What is a Hybrid Electric Vehicle?
“Hybrid electric vehicles (HEVs) use both electricity and hydrocarbon fuels to provide motive power, but the vehicle’s sole energy source is the hydrocarbon fuel. Relative to conventional vehicles in heavy urban traffic, HEVs can achieve around 50% better fuel economy, achieved by the regenerative braking and turning off their internal combustion engine when the vehicle is stopped or moving slowly. In open highway driving these benefits matter little, so a HEV will gave fuel consumption similar to an otherwise comparable conventional vehicle.
Hybrid-electric vehicles come in two flavours: parallel and series. In parallel HEVs, both the internal combustion engine and electric motors drive the wheels; usually the electric motor and internal combustion engine drive the same trans axle. The Toyota Prius is the familiar example.
In series HEVs, the internal combustion engine only drives a generator, which supplies power to batteries. The wheel drive motors are supplied only from the batteries or other onboard storage. The GM Volt will be a series PHEV [ Plug-in Hybrid Electric Vehicle ].” (Energy News, Official Journal of The Australian Institute of Energy, Volume 25 Number 4, December 2007, www.aie.org.au )
Toyota Prius Hybrid Electric Vehicle
The Toyota Prius is a hybrid electric vehicle developed and manufactured by the Toyota Motor Corporation. The Prius first went on sale in Japan in 1997, making it the first mass-produced hybrid vehicle. It was subsequently introduced worldwide in 2001. According to the United States Environmental Protection Agency, the 2008 Prius is the most fuel efficient car sold in the U.S., achieving 46 mpg. According to the UK Department for Transport, the Prius is tied with the diesel Minin Cooper D as the second least CO2-emitting vehicle behind the Volkswagen Polo 1.4 TDI.
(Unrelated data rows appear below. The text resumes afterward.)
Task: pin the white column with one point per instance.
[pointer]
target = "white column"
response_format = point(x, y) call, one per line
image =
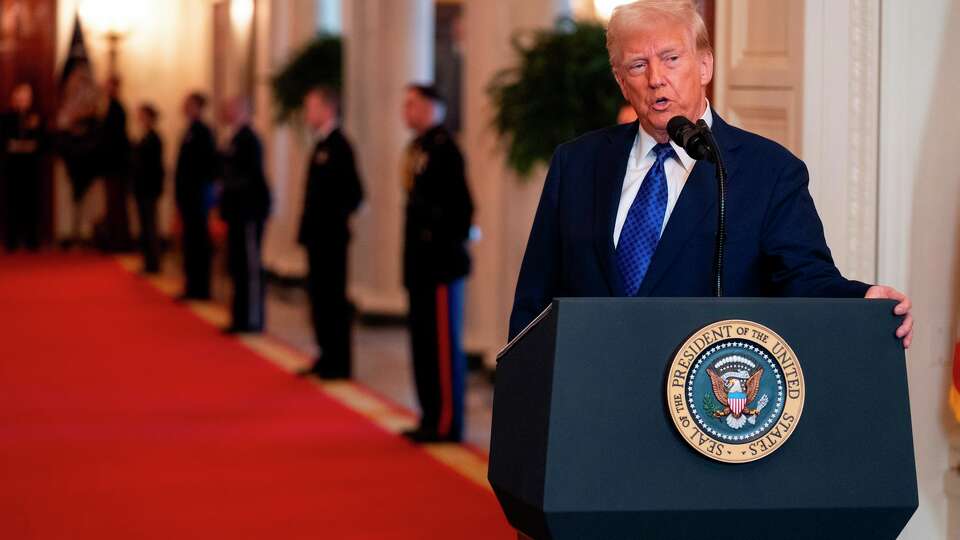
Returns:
point(919, 229)
point(389, 43)
point(290, 25)
point(841, 128)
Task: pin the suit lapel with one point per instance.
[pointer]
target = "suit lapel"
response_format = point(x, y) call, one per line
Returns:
point(610, 171)
point(697, 201)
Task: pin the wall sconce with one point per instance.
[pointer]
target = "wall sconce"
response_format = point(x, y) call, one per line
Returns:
point(113, 20)
point(604, 8)
point(241, 13)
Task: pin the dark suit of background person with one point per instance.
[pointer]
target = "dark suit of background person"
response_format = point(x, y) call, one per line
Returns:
point(148, 172)
point(333, 192)
point(439, 214)
point(196, 169)
point(775, 240)
point(244, 206)
point(21, 146)
point(115, 168)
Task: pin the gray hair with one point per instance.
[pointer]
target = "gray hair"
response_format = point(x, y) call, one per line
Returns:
point(649, 11)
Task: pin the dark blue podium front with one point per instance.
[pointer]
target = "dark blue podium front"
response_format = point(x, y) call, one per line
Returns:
point(583, 446)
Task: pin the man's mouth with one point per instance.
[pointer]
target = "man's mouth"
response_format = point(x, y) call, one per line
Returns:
point(661, 104)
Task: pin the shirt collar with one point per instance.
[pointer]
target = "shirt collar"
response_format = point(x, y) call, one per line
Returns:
point(646, 142)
At the centre of Toyota’s hybrid technology is the Hybrid Synergy Drive. This system makes intelligent use of a vehicle’s electric motors and gas/petrol engine to take advantage of the key attributes of the two power sources to ensure that the car operates at optimum fuel efficiency.
1. At start-off/low-speeds, Hybrid Synergy Drive runs the car on the electric motors only, since the gas/petrol engine does not perform efficiently. A gas/petrol engine cannot produce high torque in the low r.p.m. range, whereas electric motors can – delivering a very responsive and smooth start.
2. However, the gas/petrol engine is quite energy efficient for cruising. Power produced by the gas/petrol engine is used to drive the wheels and also the generator to provide power to the electric motors or to charge the battery. By making use of the engine/motor dual powertrain, the energy produced by the gas/petrol engine is transferred to the road surface with minimal loss.
3. Under deceleration or braking, Hybrid Synergy Drive uses the car’s kinetic energy to let the wheels turn the electric motors and recover regenerative energy to recharge the battery. Energy that is normally lost as friction heat under deceleration is converted into electrical energy, which is recovered in the battery to be reused later.